Northbrook Digital, LLC v. Vendio Servs., Inc. (D. Minn. Dec. 28, 2009)

In this case, the U.S. District Court for the District of Minnesota required that defendant pay reasonable fees incurred by plaintiff for supplemental claim construction briefing.  The parties submitted a joint claim construction statement in April 2009 and submitted an amended joint claim construction statement in late July 2009.  The defendant then "argued for claim constructions [in its early November 2009 Markman brief] that varied (in some cases significantly) from the constructions offered" by the defendant in the previous joint claim construction statements.  At the Markman hearing, when asked by the Court about this issue, the defendant "failed to provide satisfactory explanation for having changed its claim-construction positions in the roughly three months between late July and early November."

The Court stated in its opinion that it "disapprove[d]" of defendant's behavior and defendant "made the Court's claim construction task more difficult than it already was."  As the Court "could benefit from further briefing" on certain claim construction issues and the defendant's "misbehavior has made this additional briefing necessary, [defendant] should pay for it."

Thanks go out to the Docket Report blog for its initial reporting of this case.


Federal Circuit Holds that False Marking Statute Applies on a Per Article Basis

Forest Group, Inc. v.

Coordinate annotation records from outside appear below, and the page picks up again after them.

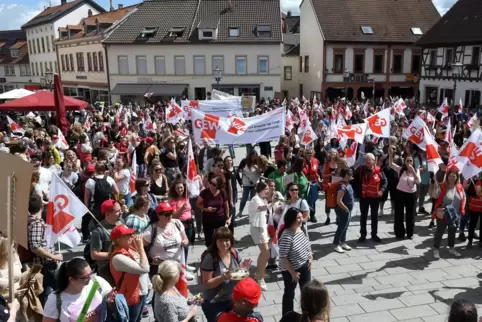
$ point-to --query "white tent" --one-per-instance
(15, 93)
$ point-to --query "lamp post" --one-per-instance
(218, 74)
(49, 78)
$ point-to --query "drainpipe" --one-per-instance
(108, 73)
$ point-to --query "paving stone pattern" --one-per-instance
(388, 281)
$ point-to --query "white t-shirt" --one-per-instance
(167, 245)
(257, 218)
(123, 185)
(72, 304)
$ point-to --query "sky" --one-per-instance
(13, 15)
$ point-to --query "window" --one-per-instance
(264, 30)
(199, 65)
(89, 62)
(359, 63)
(179, 65)
(288, 73)
(160, 65)
(475, 56)
(339, 64)
(101, 61)
(241, 65)
(123, 64)
(397, 63)
(263, 65)
(80, 62)
(367, 30)
(96, 62)
(218, 61)
(416, 31)
(416, 63)
(72, 62)
(141, 65)
(449, 56)
(233, 32)
(378, 60)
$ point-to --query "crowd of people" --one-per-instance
(138, 243)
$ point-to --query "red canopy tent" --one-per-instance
(41, 101)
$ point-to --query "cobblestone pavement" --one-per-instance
(388, 281)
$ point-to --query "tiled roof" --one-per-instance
(18, 44)
(194, 14)
(462, 24)
(390, 20)
(54, 13)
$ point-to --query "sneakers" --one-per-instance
(345, 247)
(262, 285)
(189, 276)
(454, 252)
(338, 249)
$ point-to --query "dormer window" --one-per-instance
(367, 30)
(176, 31)
(233, 31)
(264, 30)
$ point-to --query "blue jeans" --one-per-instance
(343, 220)
(248, 192)
(135, 311)
(290, 286)
(211, 310)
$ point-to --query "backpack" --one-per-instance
(103, 191)
(331, 194)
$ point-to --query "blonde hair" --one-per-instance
(167, 276)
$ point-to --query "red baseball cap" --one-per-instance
(121, 230)
(107, 206)
(248, 290)
(164, 207)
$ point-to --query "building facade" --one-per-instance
(43, 30)
(344, 51)
(14, 61)
(451, 57)
(189, 48)
(82, 56)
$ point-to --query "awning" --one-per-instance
(167, 89)
(130, 89)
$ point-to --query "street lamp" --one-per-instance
(218, 74)
(49, 78)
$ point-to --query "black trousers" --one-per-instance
(405, 204)
(474, 218)
(365, 204)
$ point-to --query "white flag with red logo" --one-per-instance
(14, 126)
(415, 132)
(470, 155)
(444, 108)
(309, 136)
(379, 124)
(350, 153)
(64, 209)
(133, 178)
(61, 142)
(355, 131)
(192, 177)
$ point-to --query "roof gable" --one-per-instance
(390, 20)
(460, 25)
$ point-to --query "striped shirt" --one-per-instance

Bon Tool Co. (Fed. Cir. Dec. 28, 2009)

In a decision released today, the Federal Circuit held that penalties associated with violation of 35 U.S.C. § 292, which relates to false marking, should be imposed on a per article basis.

Plaintiff had sued defendants for infringing plaintiff's patent relating to an improved spring-loaded parallelogram stilt commonly used in construction.  Defendants counterclaimed alleging false marking, a Lanham Act violation, and seeking declaratory judgment that the patent was invalid.  In February 2007, the district court construed the patent claims.  In August 2007, the district court granted summary judgment of noninfringement in favor of defendants.  After holding a bench trial on defendants' counterclaims, the district court determined that plaintiff had falsely marked its "S2 stilts" with the number of the patent-in-suit after November 15, 2007 and assessed plaintiff a $500 file for a single offense of false marking.  Defendants appealed on numerous issues, including the district court's interpretation of 35 U.S.C. § 292.

Section 292 provides a civil penalty for false marking of goods.  It states: "Whoever marks upon, of affixes to, or uses in advertising in connection with any unpatented article, the word 'patent' or any word or number importing that the same is patented, for the purpose of deceiving the public … Shall be fined not more than $500 for every such offense."  The issue here was the appropriate mechanism for penalizing violations of the statute.

The Federal Circuit held that "the statute's plain language requires the penalty to be imposed on a per article basis."  Plaintiff argued that "the false marking statute should be interpreted to impose a single fine for continuous false marking", citing to a 1st Circuit decision from 1910.  The Federal Circuit distinguished that decision, explaining that the decision related to a different statute and further stating that a single $500 fine for each decision to falsely mark "would render the statute completely ineffective."

The Federal Circuit recognized that recent district court decisions have interpreted the false marking statute in different ways, including use of a single fine for continuous false marking, a time-based approach (i.e. a penalty for each day, week, or month that false marking occurred), or a per-article penalty.  However, the Federal Circuit held that "Section 292 clearly requires a per article fine … [and this interpretation] is consonant with the purpose behind marking and false marking."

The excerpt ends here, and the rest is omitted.